Yes, the double login is a bit of a pain.
The http/https authentication prompt is displayed when the cloud service is setup from model authentication or global authentication. (Or when the IIS proxy is setup with authentication) The information entered into the dialog here is never accessible to EA, so it can't be re-used for a later model security prompt. The only way to suppress this error is to not require http authentication. Fine for internal connections, but not for anything exposed to the net.
If the target model doesn't need security, but you want to authenticate the http connection, use the global authentication option and reference a dedicated model for the log-in details.
When connecting to a model with security enabled, EA then needs to determine the user to log-in as. As you know, this can be suppressed by allowing Windows authentication, but with the restriction that the full username of the user needs to match their computer login name.
I can't eliminate the double log-in in all circumstances, but I can limit it.

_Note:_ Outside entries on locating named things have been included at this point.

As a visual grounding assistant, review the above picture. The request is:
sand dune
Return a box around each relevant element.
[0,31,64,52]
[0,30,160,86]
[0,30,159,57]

First, there's no issue with mixing usernames in the model including the domain and not. I recommend setting the username for each user to their primary/most used computer username. This way they will only get the security prompt when away from their normal environment.
Second, consider providing different methods for internal vs external access. It could be a separate cloud server, but more practical is providing an internal access port that is blocked by your firewall that doesn't require http authentication and an external access port that isn't blocked by your firewall that does.
Third, if users who are normally internal/domain users are complaining about the double prompt when accessing the model externally, you could provide a VPN so that they can access the internal port. They will still need to log-in twice, but one will be the VPN access.